Ieri di fronte a circa 300 attivisti umbri, Di Maio non ha risparmiato la sua irritazione nei confronti delle critiche di Di Battista. “Noi siamo andati al governo per fare le cose, finche’ ci consentira’ queste condizioni di farle, io continuero’. Perche’ se invece il tema e’ fare il ragionamento politico..e’ per questo che io mi sono incazzato in questi giorni quando ho sentito questa frase ‘burocrati chiusi nei ministeri”. La frase contestata da Di Maio è riferita a quella scritta  da Di Battista nel suo recente libro: “burocrati chiusi nei ministeri“.

Parole che Fanpage ha catturato un in audio e diffuso nel pomeriggio con lo staff di Di Maio che, di fatto, conferma il senso delle dichiarazioni: “Nessun audio rubato, Di Maio è sincero, dice ciò che pensa, l’essenza del M5S e’ guardarsi in faccia e dirsi le cose”. Di Maio, nell’audio, non risparmia una frecciata all’alleato Matteo Salvini, capace di saltare di Comune in Comune perchè usa l’aereo di Stato, che il leader M5S rifiuta invece di utilizzare. La risposta dell’Ufficio Stampa di Salvini è stata perentoria: “voli di stato certificati e utilizzati solo per fini istituzionali, pronti a far partire le querele“.

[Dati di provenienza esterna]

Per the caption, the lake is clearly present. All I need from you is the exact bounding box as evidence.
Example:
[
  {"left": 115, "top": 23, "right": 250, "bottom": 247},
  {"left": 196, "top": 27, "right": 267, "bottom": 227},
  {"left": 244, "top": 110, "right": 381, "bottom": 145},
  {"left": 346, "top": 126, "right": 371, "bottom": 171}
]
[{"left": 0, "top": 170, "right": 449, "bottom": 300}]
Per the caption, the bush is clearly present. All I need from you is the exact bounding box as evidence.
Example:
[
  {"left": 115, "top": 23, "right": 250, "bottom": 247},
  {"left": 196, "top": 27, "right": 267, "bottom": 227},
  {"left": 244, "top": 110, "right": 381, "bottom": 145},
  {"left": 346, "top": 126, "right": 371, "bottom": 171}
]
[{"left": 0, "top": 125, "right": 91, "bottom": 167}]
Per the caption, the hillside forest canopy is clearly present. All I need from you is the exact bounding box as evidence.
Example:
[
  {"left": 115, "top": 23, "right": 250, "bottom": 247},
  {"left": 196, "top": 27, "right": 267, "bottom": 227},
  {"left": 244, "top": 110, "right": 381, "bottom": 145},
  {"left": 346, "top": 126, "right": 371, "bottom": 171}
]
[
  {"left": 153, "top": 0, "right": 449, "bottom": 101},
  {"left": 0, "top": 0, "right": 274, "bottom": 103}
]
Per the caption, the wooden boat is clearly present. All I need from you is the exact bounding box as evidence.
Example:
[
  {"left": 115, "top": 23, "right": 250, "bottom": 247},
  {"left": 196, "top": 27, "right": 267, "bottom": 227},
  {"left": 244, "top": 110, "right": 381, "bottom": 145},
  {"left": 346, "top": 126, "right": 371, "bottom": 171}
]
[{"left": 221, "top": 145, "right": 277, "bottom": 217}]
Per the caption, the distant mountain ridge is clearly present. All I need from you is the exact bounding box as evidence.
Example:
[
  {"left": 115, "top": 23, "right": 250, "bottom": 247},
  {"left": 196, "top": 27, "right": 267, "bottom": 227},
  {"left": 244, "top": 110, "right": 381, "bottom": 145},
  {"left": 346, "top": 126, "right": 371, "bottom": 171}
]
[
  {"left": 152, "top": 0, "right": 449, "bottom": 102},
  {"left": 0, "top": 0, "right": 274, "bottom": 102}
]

Il Pd ne approfitta e chiede al premier Giuseppe Conte di riferire in Parlamento sull’uso di voli di Stato in campagna elettorale.

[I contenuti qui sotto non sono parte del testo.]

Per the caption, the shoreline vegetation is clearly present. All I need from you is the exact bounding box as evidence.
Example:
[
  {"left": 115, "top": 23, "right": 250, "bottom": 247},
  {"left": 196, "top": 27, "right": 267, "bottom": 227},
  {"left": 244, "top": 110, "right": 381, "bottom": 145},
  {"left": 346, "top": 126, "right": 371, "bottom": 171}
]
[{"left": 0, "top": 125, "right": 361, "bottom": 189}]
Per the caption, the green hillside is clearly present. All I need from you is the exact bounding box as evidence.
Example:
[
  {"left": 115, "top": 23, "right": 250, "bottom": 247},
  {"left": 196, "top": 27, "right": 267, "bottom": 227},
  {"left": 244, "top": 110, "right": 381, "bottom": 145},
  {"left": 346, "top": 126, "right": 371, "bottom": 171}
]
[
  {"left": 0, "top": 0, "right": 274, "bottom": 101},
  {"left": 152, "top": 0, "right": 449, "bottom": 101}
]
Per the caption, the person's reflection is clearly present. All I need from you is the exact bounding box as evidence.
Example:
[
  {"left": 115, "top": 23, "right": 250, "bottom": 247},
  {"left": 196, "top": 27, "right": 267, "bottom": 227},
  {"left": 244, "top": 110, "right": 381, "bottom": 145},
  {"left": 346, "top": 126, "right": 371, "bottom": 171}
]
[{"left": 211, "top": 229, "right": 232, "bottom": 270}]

Agli attivisti Di Maio ha ribadito come finora, a “fare” le cose nel governo giallo-verde siano stati soprattutto i ministri M5S. Concetto che, da Catania, Casaleggio riprende:Nove riforme su undici al governo sono state fatte dal M5S, raccontiamolo“. Casaleggio va oltre e apre alla proposta di Di Battista sulla deroga al doppio mandato in caso di crisi di governo: “Ne stiamo parlando, noi continuiamo a verificare se le nostre regole sono attuali“. Sarebbe un via libera alle elezioni. Molti parlamentari 5S che siedono sugli scranni del Parlamento sono già al secondo mandato e temono le elezioni per il rischio di uscire dalla scena politica.

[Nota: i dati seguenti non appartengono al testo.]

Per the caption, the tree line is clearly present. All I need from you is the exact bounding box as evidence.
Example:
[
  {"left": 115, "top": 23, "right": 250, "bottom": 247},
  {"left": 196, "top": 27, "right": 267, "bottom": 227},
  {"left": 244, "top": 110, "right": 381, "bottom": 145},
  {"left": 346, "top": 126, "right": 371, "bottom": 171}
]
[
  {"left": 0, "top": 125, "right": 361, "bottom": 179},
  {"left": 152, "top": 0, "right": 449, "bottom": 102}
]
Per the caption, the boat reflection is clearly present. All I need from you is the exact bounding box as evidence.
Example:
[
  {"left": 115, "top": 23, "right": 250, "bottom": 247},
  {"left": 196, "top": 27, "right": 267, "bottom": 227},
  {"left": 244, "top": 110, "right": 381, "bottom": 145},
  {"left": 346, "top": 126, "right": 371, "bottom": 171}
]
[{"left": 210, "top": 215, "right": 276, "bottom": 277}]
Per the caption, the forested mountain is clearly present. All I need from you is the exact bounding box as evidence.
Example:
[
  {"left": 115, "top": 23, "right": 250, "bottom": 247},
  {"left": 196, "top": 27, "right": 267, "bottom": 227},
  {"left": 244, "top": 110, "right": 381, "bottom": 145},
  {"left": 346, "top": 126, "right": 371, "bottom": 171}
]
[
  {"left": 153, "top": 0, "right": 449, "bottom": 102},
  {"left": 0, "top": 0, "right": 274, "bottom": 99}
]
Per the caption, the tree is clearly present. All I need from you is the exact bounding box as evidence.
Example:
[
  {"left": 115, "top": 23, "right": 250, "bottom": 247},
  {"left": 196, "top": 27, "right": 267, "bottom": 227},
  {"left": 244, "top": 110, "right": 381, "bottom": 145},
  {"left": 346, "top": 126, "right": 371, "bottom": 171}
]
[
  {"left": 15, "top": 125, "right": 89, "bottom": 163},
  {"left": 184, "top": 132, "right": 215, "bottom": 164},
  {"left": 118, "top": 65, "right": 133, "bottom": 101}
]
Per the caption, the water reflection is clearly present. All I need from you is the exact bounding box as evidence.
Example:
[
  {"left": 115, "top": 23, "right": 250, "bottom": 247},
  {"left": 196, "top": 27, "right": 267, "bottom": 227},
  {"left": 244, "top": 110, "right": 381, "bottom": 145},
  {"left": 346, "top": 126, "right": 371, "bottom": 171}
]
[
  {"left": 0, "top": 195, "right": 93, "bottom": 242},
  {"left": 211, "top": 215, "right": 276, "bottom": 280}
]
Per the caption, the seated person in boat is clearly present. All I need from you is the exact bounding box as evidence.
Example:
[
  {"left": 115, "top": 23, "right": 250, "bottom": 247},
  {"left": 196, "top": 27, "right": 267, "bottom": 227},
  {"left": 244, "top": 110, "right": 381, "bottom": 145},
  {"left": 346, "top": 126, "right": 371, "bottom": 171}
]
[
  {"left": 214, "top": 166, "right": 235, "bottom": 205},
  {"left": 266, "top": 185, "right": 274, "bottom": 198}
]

Sempre a Catania in tarda serata l’intervista di Casaleggio a Di Battista. All’evento Rousseau Lab erano presenti tutti i pentastellati siciliani, inclusi il ministro Giulia Grillo che, assieme a Danilo Toninelli, sono  attivissimi  con l’obiettivo  di evitare di esser vittima del rimpasto. Dall’altra parte c’è  gruppo parlamentare pentastellato che è  in fibrillazione e tuona  sia contro Di Maio che Di Battista: “ma perche’ e’ venuto a sporcarsi le mani?“, e’ il concetto ribadito da più di un deputato in questi giorni.

La frangia di Di Maio difende il capo del Movimento affermando che le critiche mosse in questi giorni dipendono dall’annunciato rimpasto dei sottosegretari.  

Nel frattempo Salvini, aspetta, sulle rive del fiume e intesse la tela con Forza Italia – ha incontrato la Carfagna, neo coordinatrice forzista, insieme a Giovanni Toti – e con Fratelli d’Italia di Giorgia Meloni.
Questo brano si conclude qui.